Гривано спокойно рассекает ножом покрытую благородной плесенью колбасную оболочку.
— Ну да, я здесь, — отвечает он не очень внятно, поскольку еще не дожевал предыдущий кусок. — А вы где пропадали? Я не знаю никого из этих академиков. Как, по-вашему, мне…
— Идемте! — прерывает его Тристан. — Надо поспешить. Ноланец вот-вот начнет выступление.
— Одну минуту, пожалуйста. Видите, я кушаю.
— Быстрее! — Тристан хватает его за рукав. — Идемте! Идемте же!
Гривано кладет несколько ломтиков колбасы на кусок хлеба и следом за Тристаном выходит в коридор. Однако они направляются не в сторону зала, а куда-то вглубь дома. На ходу Тристан достает из кармана сложенный листок, разворачивает его и протягивает Гривано.
— Вот, взгляните, — говорит он.
На желтой бумаге изображен продолговатый предмет, зауженный с одного конца наподобие груши или сушеного инжира. Гривано смотрит на рисунок, поворачивает листок так и этак, но ничего не понимает.
— Это должно сработать, — говорит Тристан. — Как вы считаете?
Гривано смотрит на него с недоумением. А Тристан ожидает ответа. Похоже, он намерен возобновить какой-то давний разговор, напрочь выветрившийся из памяти Гривано.
— Что именно должно сработать? — спрашивает Гривано.
Тристан тычет в бумагу длинным пальцем.
— Вот это, — говорит он.
— А что здесь нарисовано? Материнское чрево?
Тристан резко останавливается, бросает на Гривано леденящий взгляд и выхватывает листок из его пальцев. Потом прикладывает бумагу к стене, достает из складок мантии карандаш и, послюнявив его кончик, проводит дополнительные линии по бокам широкой части изображенного предмета, как будто утолщая слизистую оболочку матки.
— Ваш человек в Мурано, — говорит он. — Ваш зеркальщик. Он должен сделать это для меня. Покрыть… забыл это слово…
— Амальгамой, — догадывается Гривано. — Теперь я понял: вы хотите сделать аламбик.
— Ну да, аламбик! А что еще это может быть?
— Причем, как я понимаю, зеркальный аламбик.

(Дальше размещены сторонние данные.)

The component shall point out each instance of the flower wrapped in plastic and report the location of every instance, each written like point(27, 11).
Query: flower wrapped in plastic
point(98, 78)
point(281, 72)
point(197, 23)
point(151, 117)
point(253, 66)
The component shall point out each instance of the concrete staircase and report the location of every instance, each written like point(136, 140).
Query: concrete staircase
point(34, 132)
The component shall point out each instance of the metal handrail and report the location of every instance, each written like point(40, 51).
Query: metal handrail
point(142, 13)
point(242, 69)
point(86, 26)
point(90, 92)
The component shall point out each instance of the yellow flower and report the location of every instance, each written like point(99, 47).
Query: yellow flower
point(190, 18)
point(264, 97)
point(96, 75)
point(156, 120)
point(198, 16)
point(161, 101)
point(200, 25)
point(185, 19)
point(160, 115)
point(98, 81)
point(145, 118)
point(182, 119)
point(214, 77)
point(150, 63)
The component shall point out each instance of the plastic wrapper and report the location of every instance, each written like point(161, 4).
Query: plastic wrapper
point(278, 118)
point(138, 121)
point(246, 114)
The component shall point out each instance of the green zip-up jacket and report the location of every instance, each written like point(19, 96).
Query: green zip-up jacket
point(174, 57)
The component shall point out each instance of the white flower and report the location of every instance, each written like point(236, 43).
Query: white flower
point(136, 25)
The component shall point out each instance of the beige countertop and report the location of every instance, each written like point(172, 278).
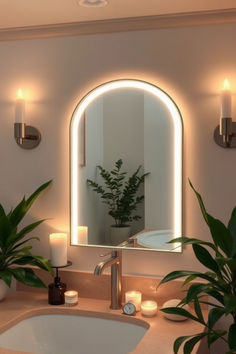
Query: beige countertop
point(158, 339)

Опоясанный амальгамой.
— Не опоясанный, нет, — говорит Тристан. — Полностью покрытый амальгамой. С внешней стороны. Стеклянный аламбик. Чтобы поймать свет и задержать его внутри. Понимаете? Или вы думаете, что это не сработает?

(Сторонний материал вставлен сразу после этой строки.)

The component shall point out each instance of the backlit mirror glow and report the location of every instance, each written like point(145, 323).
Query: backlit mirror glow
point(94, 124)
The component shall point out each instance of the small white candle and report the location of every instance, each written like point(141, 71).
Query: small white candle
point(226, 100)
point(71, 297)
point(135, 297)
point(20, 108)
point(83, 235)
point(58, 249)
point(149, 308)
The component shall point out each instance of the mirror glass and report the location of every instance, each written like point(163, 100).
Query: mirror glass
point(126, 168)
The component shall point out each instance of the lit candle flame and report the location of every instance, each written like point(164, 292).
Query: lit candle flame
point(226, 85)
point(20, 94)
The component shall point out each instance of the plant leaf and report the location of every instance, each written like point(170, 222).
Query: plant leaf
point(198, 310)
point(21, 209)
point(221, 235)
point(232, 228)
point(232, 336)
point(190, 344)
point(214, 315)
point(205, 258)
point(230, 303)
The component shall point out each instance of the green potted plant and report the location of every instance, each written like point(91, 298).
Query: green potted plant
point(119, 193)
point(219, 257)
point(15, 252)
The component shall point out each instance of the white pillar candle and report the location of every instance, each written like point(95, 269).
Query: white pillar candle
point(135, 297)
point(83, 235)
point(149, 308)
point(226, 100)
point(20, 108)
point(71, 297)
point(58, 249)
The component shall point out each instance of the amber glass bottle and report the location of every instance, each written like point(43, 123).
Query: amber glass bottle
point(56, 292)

До сих пор Тристан ни разу не обсуждал с ним алхимические опыты. Если их сейчас услышит кто-то вроде Мочениго или какой-нибудь излишне ретивый и благонамеренный слуга, для обоих это может закончиться судом инквизиции. Тристана, скорее всего, подвергнут пыткам, а потом изгонят из города. Однако сейчас его, похоже, нисколько не смущает такая перспектива, и он не реагирует на встревоженный взгляд Гривано.
— Я… я не знаю, — говорит Гривано. — Уже несколько месяцев у меня не было возможности поработать в лаборатории. И мне никогда…
Он прерывает фразу и переводит взгляд с лица Тристана на рисунок, все еще прижатый к стене.
— А разве в процессе трансмутации выделяется свет? — спрашивает он. — Мне не доводилось слышать ни о чем подобном.
— Я пока не знаю, выделяется он или нет, — раздраженно отвечает Тристан. — И, думаю, этого не знает никто. Я не нашел в ученых трудах никаких обоснованных рассуждений на эту тему. Уже одно это само по себе достаточный повод для эксперимента. Если бы солнце никогда не заходило, Веттор, как бы мы узнали о существовании звезд? Никак. Мы бы никогда этого не узнали!
Гривано пребывает в замешательстве. Он переводит взгляд с Тристана на рисунок и далее на хлеб с колбасой у себя в руке. Затем рассеянно подносит бутерброд ко рту и откусывает от него небольшой кусок.
Тристан, гневно раздувая ноздри, сворачивает листок и прячет его в карман вместе с карандашом. Теперь он начинает говорить тоном школьного учителя, уставшего по многу раз объяснять одно и то же; голос его мелодичен и резок одновременно.
— По каким признакам мы отслеживаем прогресс Великого Делания? — спрашивает он.
Гривано пожимает плечами, дожевывает и проглатывает кусок.
— По смене цветов, разумеется.
— Да. Мы говорим о черной стадии, о белой стадии, о желтой стадии и, наконец, о красной стадии, которая завершается получением искомого эликсира. В этом сходятся все источники, хотя в описаниях самого процесса у них очень мало общего. Цвета чрезвычайно важны. Но, быть может, они имеют гораздо большее значение, чем мы себе представляем.
— Я не понимаю, к чему вы клоните, друг мой.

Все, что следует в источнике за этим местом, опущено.